Keywords

1 Introduction

The tremendous increase in the power of computers and the availability of large data sources has offered new opportunities of computer vision [1,2,3]. Indeed, handwritten recognition (HWR) [4,5,6] has been an active area of research for many decades. It has been successfully applied in many applications such as postal codes, mail sorting, bank check reading, book and handwritten notes transcription, document analysis and retrieval and many other related tasks. etc. Offline handwritten recognition still remains a major challenge and can not yet be considered as solved despite considerable efforts that have led to important progress made recently in some associated applications aforementioned. This difficulty stems from the large pattern variations under which a recognition system must operate. Though high recognition rates are achieved in characters recognition, offline text recognition is not easy according to many factors including the large variability of writing scripts types, variability of handwriting styles between people, confusion between some similar characters, image degradation and noise, the cursive nature of handwriting, size of vocabularies, etc. In this sense, currently several recognition systems exist, which employ different approaches and algorithms for achieving such tasks with promising result and high accuracy. The most powerful recognition systems approaches that have been used include Hidden Markov Models (HMM) [6], Neural Networks (NN) [1, 2, 7] and Support Vector Machines (SVM) [8]. In view of this, for example, recent results from one impressive research work of Ciresan et al. [9] on the MNIST database, report a further increase in the classification accuracy of handwritten digit to 99.65%, which surpasses the human equivalent recognition rate of 96.1%. The proposed approach developed by using a Deep Neural Network.

Nowadays, the state of art depends on the kind of the studied script. In the case of Latin handwritten recognition, several works have been devoted [10, 11], as a result the Latin HWR approaches seem mature enough to achieve the high accuracies. However, Arabic HWR remains an unresolved problem. Despite the numerous of proposed systems recently in the literature [5, 12,13,14,15,16,17] including some achieved a significant rate of recognition. The best existing Arabic handwritten recognizers cannot yield satisfactory performance for practical applications. Compared to Latin script, Arabic HWR is a much harder problem because of Arabic script characteristics, especially its cursive nature, for further details a succinctly studies have been presented in the work of Parvez and Mahmoud [18].

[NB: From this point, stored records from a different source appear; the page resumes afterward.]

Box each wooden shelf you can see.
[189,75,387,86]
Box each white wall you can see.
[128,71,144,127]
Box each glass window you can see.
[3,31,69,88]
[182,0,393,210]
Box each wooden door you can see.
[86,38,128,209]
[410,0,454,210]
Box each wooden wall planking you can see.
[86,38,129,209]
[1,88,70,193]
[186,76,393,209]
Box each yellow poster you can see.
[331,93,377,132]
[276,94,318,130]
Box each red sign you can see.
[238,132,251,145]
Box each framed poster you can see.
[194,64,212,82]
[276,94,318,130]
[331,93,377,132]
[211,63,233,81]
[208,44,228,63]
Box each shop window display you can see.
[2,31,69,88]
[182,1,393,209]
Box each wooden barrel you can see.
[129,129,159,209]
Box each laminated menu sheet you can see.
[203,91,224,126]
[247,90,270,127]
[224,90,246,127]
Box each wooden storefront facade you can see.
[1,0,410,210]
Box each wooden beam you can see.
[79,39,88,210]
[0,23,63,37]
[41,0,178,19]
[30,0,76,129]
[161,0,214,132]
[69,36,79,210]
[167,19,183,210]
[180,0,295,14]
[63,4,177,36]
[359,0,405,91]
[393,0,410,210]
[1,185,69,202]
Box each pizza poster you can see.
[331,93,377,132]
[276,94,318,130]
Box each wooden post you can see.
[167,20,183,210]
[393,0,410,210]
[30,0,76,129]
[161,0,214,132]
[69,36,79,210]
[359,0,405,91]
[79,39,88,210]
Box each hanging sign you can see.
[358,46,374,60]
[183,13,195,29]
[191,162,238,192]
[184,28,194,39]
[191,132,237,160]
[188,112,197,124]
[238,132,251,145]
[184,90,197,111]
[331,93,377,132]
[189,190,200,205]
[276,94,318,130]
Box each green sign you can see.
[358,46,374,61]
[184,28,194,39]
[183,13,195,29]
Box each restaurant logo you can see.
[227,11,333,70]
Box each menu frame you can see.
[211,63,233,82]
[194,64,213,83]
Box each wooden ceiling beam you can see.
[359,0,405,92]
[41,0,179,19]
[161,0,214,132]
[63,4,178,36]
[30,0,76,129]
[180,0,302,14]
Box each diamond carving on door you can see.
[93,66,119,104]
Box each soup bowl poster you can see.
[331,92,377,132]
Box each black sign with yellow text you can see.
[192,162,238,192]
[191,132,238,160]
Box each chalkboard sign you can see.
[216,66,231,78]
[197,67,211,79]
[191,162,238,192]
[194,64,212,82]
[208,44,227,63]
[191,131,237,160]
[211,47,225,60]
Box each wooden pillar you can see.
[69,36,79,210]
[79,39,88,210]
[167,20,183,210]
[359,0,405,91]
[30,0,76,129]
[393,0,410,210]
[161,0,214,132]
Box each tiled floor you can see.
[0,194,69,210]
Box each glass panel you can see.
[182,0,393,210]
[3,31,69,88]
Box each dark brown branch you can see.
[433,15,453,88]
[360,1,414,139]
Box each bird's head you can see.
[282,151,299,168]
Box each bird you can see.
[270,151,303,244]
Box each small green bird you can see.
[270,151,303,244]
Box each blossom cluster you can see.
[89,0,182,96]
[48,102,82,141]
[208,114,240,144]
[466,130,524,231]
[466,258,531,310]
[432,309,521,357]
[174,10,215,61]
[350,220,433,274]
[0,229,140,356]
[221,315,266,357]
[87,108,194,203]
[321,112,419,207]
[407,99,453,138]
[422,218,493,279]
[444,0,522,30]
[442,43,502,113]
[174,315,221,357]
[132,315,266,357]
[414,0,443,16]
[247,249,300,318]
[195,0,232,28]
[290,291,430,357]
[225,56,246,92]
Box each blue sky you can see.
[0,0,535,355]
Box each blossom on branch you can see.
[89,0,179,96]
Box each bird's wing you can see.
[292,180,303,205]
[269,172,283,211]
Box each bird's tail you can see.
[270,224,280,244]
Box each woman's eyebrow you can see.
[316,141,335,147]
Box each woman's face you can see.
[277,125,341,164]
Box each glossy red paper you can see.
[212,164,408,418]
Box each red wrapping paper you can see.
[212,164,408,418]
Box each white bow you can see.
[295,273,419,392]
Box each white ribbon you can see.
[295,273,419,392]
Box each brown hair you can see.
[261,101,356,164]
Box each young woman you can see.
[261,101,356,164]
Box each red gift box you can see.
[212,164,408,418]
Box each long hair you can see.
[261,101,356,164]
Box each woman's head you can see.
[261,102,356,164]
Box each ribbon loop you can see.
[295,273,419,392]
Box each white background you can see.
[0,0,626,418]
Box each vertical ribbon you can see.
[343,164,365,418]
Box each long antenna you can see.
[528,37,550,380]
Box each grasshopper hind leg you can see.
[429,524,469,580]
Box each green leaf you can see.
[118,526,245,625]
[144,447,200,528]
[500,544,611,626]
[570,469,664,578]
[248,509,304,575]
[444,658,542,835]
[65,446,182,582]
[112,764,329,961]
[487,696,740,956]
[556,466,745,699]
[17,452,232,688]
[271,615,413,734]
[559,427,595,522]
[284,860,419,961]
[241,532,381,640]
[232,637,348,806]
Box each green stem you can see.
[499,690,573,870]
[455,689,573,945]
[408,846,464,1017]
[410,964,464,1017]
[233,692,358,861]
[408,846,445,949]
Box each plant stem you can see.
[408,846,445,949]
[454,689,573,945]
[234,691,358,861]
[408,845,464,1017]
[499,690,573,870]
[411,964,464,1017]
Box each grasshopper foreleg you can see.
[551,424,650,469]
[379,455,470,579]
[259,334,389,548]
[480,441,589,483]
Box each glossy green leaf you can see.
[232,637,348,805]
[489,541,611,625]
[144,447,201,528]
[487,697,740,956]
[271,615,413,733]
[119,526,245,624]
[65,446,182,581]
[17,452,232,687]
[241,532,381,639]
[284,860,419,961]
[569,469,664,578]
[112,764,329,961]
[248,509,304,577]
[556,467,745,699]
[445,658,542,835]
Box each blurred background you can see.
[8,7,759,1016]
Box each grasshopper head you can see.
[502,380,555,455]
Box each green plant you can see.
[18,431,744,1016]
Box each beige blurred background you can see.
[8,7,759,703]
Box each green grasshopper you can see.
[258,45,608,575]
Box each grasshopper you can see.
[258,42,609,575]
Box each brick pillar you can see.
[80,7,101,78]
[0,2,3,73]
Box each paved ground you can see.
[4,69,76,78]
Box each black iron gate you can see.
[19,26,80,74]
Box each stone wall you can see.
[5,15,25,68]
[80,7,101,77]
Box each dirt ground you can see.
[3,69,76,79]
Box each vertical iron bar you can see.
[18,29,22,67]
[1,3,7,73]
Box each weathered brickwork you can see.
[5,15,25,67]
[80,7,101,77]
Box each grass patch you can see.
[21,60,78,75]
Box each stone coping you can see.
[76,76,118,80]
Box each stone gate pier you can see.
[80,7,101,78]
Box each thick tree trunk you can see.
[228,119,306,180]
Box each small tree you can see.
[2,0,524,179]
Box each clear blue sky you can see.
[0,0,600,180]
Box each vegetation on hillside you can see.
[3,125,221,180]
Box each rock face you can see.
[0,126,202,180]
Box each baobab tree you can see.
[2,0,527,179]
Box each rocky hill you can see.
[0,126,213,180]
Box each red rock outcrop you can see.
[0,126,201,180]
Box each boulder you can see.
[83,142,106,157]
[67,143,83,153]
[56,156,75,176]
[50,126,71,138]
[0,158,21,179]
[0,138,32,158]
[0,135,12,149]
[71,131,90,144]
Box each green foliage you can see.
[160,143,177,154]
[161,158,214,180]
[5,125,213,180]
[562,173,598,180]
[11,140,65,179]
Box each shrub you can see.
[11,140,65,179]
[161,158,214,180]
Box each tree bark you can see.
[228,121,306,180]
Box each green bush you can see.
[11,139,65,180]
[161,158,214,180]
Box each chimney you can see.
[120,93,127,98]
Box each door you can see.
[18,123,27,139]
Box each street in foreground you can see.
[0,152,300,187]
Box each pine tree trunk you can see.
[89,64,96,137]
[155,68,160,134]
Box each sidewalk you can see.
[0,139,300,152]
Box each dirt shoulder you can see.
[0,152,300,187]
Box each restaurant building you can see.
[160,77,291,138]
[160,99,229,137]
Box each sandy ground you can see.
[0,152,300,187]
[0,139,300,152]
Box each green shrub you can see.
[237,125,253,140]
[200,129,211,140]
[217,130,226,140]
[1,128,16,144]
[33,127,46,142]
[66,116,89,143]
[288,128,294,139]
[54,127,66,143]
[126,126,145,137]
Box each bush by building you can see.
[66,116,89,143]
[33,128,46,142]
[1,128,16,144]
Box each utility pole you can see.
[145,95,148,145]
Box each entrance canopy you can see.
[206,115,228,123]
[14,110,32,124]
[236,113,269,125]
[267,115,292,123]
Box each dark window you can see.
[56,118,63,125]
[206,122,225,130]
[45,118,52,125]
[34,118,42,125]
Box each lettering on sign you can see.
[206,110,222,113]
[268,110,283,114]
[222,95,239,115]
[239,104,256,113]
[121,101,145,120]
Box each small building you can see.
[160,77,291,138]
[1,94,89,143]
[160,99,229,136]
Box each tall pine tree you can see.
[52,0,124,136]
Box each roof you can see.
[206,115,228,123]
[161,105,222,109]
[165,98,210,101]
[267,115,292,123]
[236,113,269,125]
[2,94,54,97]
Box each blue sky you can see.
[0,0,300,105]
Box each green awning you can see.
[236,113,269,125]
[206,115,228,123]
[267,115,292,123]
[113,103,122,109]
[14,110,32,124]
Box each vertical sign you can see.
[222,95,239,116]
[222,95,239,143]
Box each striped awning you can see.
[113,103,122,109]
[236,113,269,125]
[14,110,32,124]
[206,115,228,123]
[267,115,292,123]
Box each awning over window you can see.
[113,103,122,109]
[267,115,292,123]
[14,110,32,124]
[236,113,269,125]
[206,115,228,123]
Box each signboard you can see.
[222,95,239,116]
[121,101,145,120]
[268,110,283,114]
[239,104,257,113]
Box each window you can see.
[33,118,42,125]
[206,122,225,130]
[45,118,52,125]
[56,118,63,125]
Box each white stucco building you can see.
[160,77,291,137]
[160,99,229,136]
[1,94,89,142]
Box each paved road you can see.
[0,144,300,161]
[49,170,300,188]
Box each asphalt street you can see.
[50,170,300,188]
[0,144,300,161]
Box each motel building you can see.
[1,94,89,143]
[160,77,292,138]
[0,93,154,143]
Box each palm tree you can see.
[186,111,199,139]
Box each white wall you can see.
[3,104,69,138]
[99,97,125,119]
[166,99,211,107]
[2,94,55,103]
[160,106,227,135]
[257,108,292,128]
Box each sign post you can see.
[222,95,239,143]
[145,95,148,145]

This work is the continuity of our previous work developed by Rabi et al. [19], which based on HMM and handcrafted features, and takes into consideration the context of character using a relevant technique of cross learning. Thereby, our goal is to explore the impact of a deep learning in Arabic handwritten recognition, essentially improving the performance of the baseline HMM system. In this context, inspired by the works of Bluche et al. [20, 21], we opted to use a model CNN based HMM in Tandem mode. The obtained features are used thereafter in input for standard HMM. Furthermore, we investigate a powerful CNN for extracting features from the images of Arabic words by comparing two strategies. On the one hand, handcrafted features HMM, on the other hand, CNN-features-HMM. We evaluate the performance of the proposed model on the publicly available IFN/ENIT database. Experimental studies reveal that the suggested model CNN based HMM shows satisfactory classification accuracy and outperformed our previous baseline HMM system and some other exiting methods.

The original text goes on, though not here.